Narrator’s Decision-making in the Love Song of J. Alfred Prufrock

April 13, 2021 by Essay Writer

In T.S. Eliot’s “The Love Song of J. Alfred Prufrock,” the narrator seems to be an older man who spends a lot of time making decisions but perhaps also second guessing himself. He is unconfident and uncomfortable in his surroundings, because he is always questioning, “how should I presume?” or “do I dare?” (Eliot 2040-2041). The narrator spends his whole life pondering about the decisions he never makes, and he gets nowhere. He is constantly worried about what other people think of him, but he also says something that shows just what he thinks of himself:

For I have known them all already, known them all—

Have known the evenings, mornings, afternoons,

I have measured out my life with coffee spoons;

I know the voices dying with a dying fall

Beneath the music from a farther room.

So how should I presume? (Eliot 2040-2041).
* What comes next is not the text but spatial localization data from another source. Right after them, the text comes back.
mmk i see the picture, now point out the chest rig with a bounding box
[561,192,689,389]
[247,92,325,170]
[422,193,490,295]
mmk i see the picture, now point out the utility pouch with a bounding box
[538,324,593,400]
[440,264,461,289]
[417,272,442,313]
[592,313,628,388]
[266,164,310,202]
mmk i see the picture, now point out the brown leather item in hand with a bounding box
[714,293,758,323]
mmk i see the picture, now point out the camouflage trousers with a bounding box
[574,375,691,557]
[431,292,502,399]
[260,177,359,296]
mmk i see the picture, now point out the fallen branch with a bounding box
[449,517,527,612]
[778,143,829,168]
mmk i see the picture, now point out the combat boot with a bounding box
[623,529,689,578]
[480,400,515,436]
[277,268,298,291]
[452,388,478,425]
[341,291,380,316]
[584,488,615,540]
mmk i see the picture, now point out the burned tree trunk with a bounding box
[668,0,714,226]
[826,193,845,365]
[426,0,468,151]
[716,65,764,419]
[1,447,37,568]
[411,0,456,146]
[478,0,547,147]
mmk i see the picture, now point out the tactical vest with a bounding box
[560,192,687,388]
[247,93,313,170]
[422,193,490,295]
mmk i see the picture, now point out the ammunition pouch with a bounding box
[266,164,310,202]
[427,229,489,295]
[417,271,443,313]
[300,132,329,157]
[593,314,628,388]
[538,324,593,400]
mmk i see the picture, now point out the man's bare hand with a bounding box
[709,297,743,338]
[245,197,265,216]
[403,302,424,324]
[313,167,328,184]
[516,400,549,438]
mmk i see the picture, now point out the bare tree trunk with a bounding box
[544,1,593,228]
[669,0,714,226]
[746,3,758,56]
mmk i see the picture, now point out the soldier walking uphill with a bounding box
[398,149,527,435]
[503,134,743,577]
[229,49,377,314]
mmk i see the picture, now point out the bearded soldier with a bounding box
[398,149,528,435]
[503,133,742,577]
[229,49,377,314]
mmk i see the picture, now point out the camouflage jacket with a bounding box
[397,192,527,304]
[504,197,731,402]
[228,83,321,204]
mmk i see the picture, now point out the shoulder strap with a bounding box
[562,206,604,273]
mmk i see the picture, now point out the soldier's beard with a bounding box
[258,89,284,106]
The narrator leads into this stanza from the previous stanza with, “In a minute there is time / For decisions and revisions which a minute will reverse” (Elliot 2040). Here, the narrator is saying when he makes a decision, he’ll always have the time to take it back and keep revising it. The narrator thinks that “there will be time, there will be time,” and thus he think he can keep changing his decisions “hundred[s]” of times (Eliot 2040). The narrator is afraid of the possible consequences of his actions, and the he thinks it’s better to not act at all. He goes on to say how he is all too familiar with contemplating his decisions, spending days on them, and getting nowhere. When he says that his life is measured out by “coffee spoons”, the narrator is saying what he thinks about his life, amounting to just small coffee spoons. Coffee is not a very interesting aspect of life; it’s just a daily, habitual part of everyday life. Saying that his life is measured out by something like this is implying that the narrator thinks his life is worthless. Having spent “evenings, mornings, afternoons” in solitude to only have coffee wake him up shows how the narrator is perhaps also very lonely and sad. He, however, knows what he wants (a woman), but he is too afraid to go after her. When Eliot writes about the “dying fall” he is alluding to Shakespeare’s Twelfth Night (2041). In the play, Orsino listened to music that had a “dying fall,” reignited his love for another character. When the narrator says that this dying fall is coming from “voices” in a “farther room,” he may be saying that love is far from him, or that he witnesses the love of other people, but never his own (Eliot 2041). The narrator then questions how he should proceed, which was really the question that’s been on his mind the entire time. Everything else he describes is a reflection on his life and surroundings, but his life is not over yet and he still has a chance with the love of his life. However, he is never able to make a move because he is constantly debating with himself about what move to make. His ideas change by the minute, and his thoughts are caught in a stalemate of inaction. The narrator is spending his whole life trying to figure out how he will go about getting this woman, but he cannot decide and thus he never even begins.